IntroductionFor more than two decades, the standard for thrombolysis for Acute Ischemic Stroke (AIS) has been alteplase 0.9 mg/kg (maximum 90 mg) with 10 % given as a bolus. More recent studies such as the EXTEND-IA, and AcT study have shown tenecteplase (TNK) may have potential advantages over alteplase for AIS. In November 2024 the ATTEST-2 study was published with the largest comparative prospective study to date. This study included 1858 patients from 39 stroke centers in the UK which were randomized to receive TNK 0.25 mg/kg IV or alteplase standard of care dose. The study showed TNK was non-inferior to alteplase for 90-day mRS (p<0.001). On March 3rd, 2025, the FDA approved TNK for AIS based off the AcT trial. This study further evaluates the effectiveness and safety of TNK at 0.25 mg/kg IV for AIS and represents real world community hospital utilization covering a diverse population reinforcing the safety and efficacy of TNK compared with alteplase.
MethodsThe analysis used a multicenter, retrospective cohort study across 11 primary and comprehensive hospitals within the BayCare Health System in West Central Florida (December 2019-April 2024), comparing TNK 0.25 mg/kg (max 25 mg) with standard-dose alteplase among adults with AIS presenting within 4.5 hours of last-known-well. The primary outcome (LVO subgroup) was substantial early reperfusion prior to thrombectomy (mTICI 2b/2c/3 or absence of retrievable thrombus). Key secondary outcomes included door-to-needle time, admission, and discharge NIHSS and 90-day mRS, and safety (ICH, angioedema). Adjusted analyses used logistic and ordinal logistic regression.

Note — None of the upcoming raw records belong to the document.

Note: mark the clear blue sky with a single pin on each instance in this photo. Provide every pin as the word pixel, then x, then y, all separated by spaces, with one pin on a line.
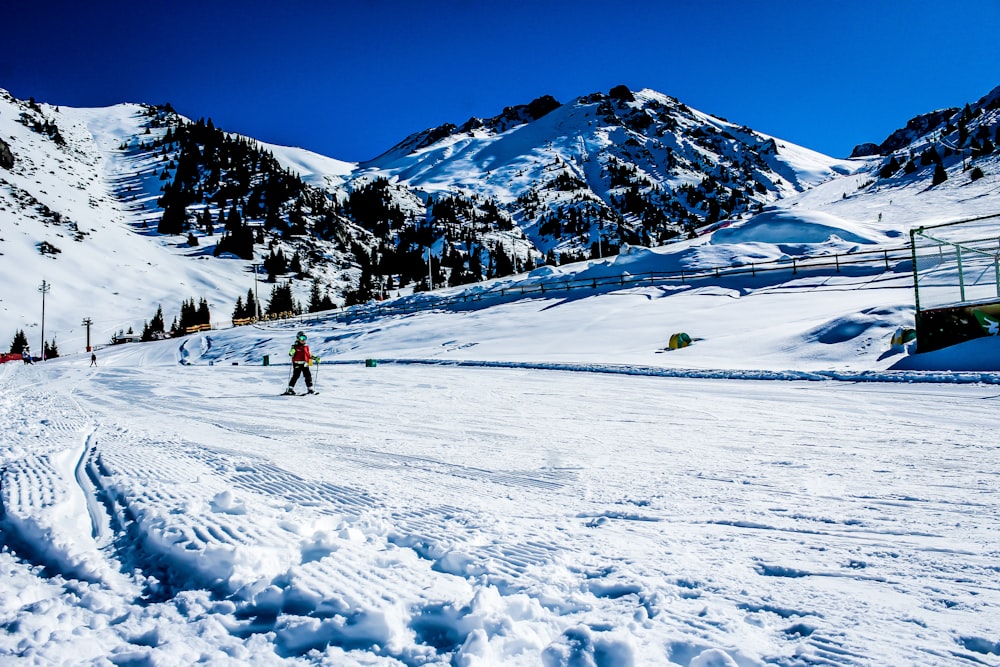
pixel 350 79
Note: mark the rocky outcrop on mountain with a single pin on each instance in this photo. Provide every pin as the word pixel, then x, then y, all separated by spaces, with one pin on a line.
pixel 6 156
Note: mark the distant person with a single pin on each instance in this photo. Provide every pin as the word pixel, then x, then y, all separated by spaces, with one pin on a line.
pixel 300 364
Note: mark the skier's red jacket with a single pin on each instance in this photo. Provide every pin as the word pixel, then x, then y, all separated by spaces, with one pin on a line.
pixel 300 353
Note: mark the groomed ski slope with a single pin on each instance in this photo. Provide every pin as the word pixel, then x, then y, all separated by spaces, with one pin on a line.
pixel 169 507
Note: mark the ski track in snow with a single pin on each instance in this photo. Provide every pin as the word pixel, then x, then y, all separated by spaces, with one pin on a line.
pixel 526 515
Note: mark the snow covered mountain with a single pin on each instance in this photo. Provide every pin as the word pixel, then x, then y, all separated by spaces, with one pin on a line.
pixel 129 208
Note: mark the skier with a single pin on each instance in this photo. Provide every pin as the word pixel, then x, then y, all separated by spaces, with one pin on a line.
pixel 300 364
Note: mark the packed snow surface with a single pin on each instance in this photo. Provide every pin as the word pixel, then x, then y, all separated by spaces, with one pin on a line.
pixel 536 483
pixel 510 480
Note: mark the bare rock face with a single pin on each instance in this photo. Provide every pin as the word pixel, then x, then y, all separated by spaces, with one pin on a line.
pixel 6 156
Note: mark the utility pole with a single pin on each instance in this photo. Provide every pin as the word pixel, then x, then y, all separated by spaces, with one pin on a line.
pixel 256 295
pixel 430 279
pixel 44 289
pixel 87 322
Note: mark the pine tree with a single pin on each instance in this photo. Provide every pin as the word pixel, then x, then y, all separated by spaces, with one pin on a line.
pixel 19 343
pixel 282 300
pixel 204 316
pixel 315 298
pixel 240 311
pixel 940 175
pixel 253 310
pixel 154 328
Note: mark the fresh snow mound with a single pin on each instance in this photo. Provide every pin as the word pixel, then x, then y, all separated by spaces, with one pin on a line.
pixel 792 227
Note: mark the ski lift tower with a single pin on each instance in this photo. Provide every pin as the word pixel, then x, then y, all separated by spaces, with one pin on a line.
pixel 956 280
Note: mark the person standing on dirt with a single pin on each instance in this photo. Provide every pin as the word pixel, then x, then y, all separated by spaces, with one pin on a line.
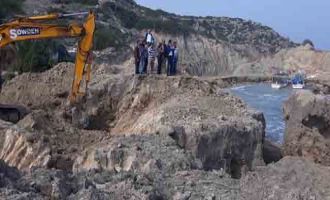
pixel 161 56
pixel 152 57
pixel 149 38
pixel 137 56
pixel 170 57
pixel 175 58
pixel 143 59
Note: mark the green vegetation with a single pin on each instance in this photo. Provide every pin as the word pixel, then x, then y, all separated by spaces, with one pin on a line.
pixel 86 2
pixel 150 19
pixel 308 41
pixel 8 8
pixel 108 36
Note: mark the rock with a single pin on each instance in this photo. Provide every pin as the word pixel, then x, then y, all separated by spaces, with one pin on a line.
pixel 22 149
pixel 290 178
pixel 271 152
pixel 307 131
pixel 156 153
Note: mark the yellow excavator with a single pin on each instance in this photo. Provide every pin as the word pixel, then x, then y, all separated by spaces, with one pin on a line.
pixel 37 27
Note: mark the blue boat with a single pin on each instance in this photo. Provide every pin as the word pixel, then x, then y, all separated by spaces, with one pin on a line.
pixel 298 81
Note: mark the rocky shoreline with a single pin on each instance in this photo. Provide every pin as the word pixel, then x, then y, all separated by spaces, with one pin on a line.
pixel 151 137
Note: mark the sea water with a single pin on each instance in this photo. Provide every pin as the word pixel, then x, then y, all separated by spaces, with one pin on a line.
pixel 269 101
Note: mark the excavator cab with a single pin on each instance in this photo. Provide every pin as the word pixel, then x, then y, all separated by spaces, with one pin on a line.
pixel 38 27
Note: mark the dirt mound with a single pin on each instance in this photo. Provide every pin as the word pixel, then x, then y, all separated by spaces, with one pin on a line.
pixel 47 90
pixel 308 127
pixel 290 178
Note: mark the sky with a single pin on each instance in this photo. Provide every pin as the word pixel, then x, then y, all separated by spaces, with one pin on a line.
pixel 295 19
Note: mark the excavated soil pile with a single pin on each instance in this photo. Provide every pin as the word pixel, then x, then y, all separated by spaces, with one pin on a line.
pixel 133 137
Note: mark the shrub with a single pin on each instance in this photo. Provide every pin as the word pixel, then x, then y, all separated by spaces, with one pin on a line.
pixel 308 41
pixel 108 36
pixel 8 8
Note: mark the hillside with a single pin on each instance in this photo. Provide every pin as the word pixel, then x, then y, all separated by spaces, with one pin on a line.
pixel 209 45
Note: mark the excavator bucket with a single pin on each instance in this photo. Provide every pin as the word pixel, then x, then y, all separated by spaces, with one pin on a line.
pixel 12 113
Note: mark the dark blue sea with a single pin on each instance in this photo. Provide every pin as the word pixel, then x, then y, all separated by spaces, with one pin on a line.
pixel 269 101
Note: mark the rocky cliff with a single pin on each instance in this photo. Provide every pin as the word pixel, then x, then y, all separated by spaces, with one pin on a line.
pixel 308 127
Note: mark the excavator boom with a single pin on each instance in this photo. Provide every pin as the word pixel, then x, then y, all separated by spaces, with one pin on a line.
pixel 34 28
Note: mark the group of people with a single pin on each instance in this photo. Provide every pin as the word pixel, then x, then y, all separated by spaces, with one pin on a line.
pixel 146 52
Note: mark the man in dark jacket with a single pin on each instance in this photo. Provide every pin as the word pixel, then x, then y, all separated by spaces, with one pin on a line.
pixel 137 57
pixel 170 55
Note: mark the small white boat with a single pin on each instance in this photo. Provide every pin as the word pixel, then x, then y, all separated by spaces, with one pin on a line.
pixel 298 86
pixel 298 82
pixel 279 85
pixel 280 80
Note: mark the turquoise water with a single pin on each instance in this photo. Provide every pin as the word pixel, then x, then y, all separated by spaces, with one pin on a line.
pixel 269 101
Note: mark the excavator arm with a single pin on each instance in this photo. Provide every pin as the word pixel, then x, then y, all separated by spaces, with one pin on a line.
pixel 32 28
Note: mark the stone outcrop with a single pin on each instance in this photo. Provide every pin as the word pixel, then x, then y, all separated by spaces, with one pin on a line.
pixel 21 148
pixel 307 131
pixel 289 179
pixel 209 125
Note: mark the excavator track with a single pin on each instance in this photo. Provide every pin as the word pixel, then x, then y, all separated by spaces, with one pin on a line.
pixel 12 113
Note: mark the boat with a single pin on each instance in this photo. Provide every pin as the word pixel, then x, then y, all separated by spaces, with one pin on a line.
pixel 298 82
pixel 280 81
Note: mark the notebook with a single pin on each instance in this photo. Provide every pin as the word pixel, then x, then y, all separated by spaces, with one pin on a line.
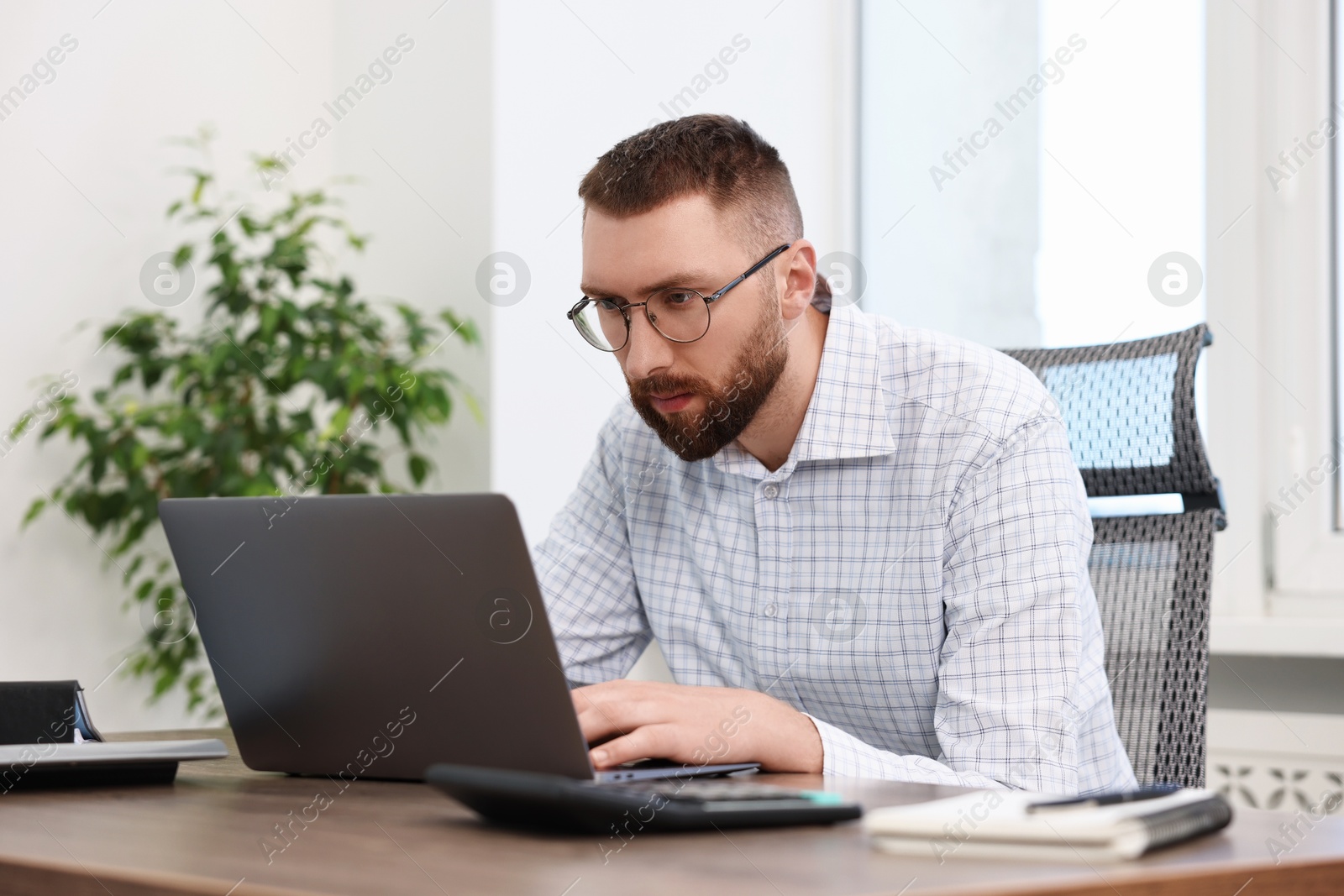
pixel 994 824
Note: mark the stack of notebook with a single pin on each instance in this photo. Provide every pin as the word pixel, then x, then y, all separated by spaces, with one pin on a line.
pixel 1034 826
pixel 49 741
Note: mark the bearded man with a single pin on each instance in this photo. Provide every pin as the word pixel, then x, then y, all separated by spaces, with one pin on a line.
pixel 862 547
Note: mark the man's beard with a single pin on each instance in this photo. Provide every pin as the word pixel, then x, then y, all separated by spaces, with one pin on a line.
pixel 732 406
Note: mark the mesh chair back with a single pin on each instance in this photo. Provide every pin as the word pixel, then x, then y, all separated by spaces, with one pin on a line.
pixel 1129 409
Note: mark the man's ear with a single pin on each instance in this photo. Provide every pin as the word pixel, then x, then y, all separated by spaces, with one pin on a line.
pixel 799 280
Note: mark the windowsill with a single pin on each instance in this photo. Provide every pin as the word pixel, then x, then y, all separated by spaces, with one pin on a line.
pixel 1277 637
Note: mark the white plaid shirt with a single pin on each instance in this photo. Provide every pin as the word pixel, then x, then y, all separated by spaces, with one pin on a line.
pixel 914 577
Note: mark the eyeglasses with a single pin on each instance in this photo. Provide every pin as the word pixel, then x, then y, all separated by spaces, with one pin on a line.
pixel 676 313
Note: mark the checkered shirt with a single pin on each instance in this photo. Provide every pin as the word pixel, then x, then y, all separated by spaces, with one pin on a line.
pixel 914 578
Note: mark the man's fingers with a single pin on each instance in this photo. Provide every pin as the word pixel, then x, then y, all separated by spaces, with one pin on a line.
pixel 616 711
pixel 647 741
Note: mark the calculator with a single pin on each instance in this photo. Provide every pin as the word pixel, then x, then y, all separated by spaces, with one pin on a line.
pixel 558 804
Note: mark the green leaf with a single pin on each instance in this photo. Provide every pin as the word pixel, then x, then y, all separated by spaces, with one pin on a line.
pixel 418 468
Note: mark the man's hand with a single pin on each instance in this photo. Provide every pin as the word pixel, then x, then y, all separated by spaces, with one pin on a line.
pixel 694 726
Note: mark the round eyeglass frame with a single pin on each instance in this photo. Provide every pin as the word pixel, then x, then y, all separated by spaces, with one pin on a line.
pixel 573 315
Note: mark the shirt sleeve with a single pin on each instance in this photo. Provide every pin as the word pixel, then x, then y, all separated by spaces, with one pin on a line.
pixel 1015 578
pixel 585 571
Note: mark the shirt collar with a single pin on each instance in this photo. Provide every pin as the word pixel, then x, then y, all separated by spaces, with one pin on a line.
pixel 847 416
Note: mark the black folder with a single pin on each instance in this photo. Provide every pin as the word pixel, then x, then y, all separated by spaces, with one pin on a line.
pixel 49 741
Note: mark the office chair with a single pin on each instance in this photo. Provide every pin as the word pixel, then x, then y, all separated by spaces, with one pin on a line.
pixel 1129 409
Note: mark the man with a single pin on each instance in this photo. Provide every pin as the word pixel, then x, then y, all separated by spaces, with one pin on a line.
pixel 864 548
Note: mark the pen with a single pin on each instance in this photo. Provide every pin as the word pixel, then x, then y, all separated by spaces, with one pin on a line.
pixel 1106 799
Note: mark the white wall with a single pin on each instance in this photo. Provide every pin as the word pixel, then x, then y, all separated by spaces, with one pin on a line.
pixel 951 244
pixel 73 239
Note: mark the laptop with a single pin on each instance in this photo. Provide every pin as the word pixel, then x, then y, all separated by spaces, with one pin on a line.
pixel 373 636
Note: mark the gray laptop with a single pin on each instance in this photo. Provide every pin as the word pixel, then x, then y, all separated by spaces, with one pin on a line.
pixel 371 636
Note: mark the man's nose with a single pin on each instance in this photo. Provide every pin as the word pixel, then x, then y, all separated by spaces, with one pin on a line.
pixel 647 351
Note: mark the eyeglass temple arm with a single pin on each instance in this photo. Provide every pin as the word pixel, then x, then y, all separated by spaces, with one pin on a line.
pixel 749 271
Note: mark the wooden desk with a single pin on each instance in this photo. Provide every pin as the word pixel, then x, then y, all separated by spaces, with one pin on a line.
pixel 203 836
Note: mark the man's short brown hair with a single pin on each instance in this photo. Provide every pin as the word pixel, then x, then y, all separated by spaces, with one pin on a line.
pixel 717 156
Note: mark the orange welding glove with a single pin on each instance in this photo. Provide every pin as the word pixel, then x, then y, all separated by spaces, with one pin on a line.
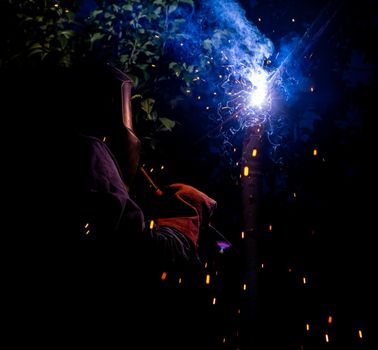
pixel 187 210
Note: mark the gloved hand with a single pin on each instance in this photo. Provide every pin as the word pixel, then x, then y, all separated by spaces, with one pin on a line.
pixel 186 209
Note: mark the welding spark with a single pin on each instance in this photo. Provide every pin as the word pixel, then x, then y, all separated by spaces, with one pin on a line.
pixel 259 94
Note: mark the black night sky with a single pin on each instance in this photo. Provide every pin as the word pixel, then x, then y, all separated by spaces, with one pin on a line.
pixel 316 250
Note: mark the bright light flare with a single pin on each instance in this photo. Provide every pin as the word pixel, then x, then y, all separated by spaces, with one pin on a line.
pixel 259 93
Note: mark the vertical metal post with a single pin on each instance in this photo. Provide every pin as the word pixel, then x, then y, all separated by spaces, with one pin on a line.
pixel 251 189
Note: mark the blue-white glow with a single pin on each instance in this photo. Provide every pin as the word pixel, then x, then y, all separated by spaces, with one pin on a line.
pixel 258 96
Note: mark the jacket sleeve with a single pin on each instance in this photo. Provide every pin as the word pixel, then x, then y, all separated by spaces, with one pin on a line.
pixel 115 212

ResultsAmong 476 AIS patients (TNK n=270; alteplase n=206), 226 had LVO (TNK n=115; alteplase n=111). Early reperfusion occurred in 14.8% with TNK vs 4.5% with alteplase (risk difference 10.3% [95% CI, 2.7-17.8], p=0.008). Adjusted odds of early reperfusion were higher with TNK (OR 3.53 [95% CI, 1.20-10.40], p=0.022). In all AIS patients, median door-to-needle time was shorter with TNK (34 vs 45 minutes; difference -11 [95% CI, -14.4 to -7.6], p<0.001). Good 90-day functional outcome (mRS 0-2) was more common with TNK among LVO patients (47.3% vs 29.3%, p=0.031) and among all AIS patients (61.8% vs 50.0%, difference 11.8% [95% CI, -0.3 to 23.4], p=0.044). Symptomatic ICH and angioedema were similar; across all patients combined, ICH (symptomatic and asymptomatic) was less frequent with TNK (8.5% vs 15.0%, p=0.030).
ConclusionIn routine practice, TNK 0.25 mg/kg was associated with higher pre-thrombectomy reperfusion in LVO, shorter door-to-needle times, comparable safety, and improved functional outcomes versus alteplase in key analyses. These findings align with recent randomized evidence and support TNK as an effective alternative to alteplase for AIS.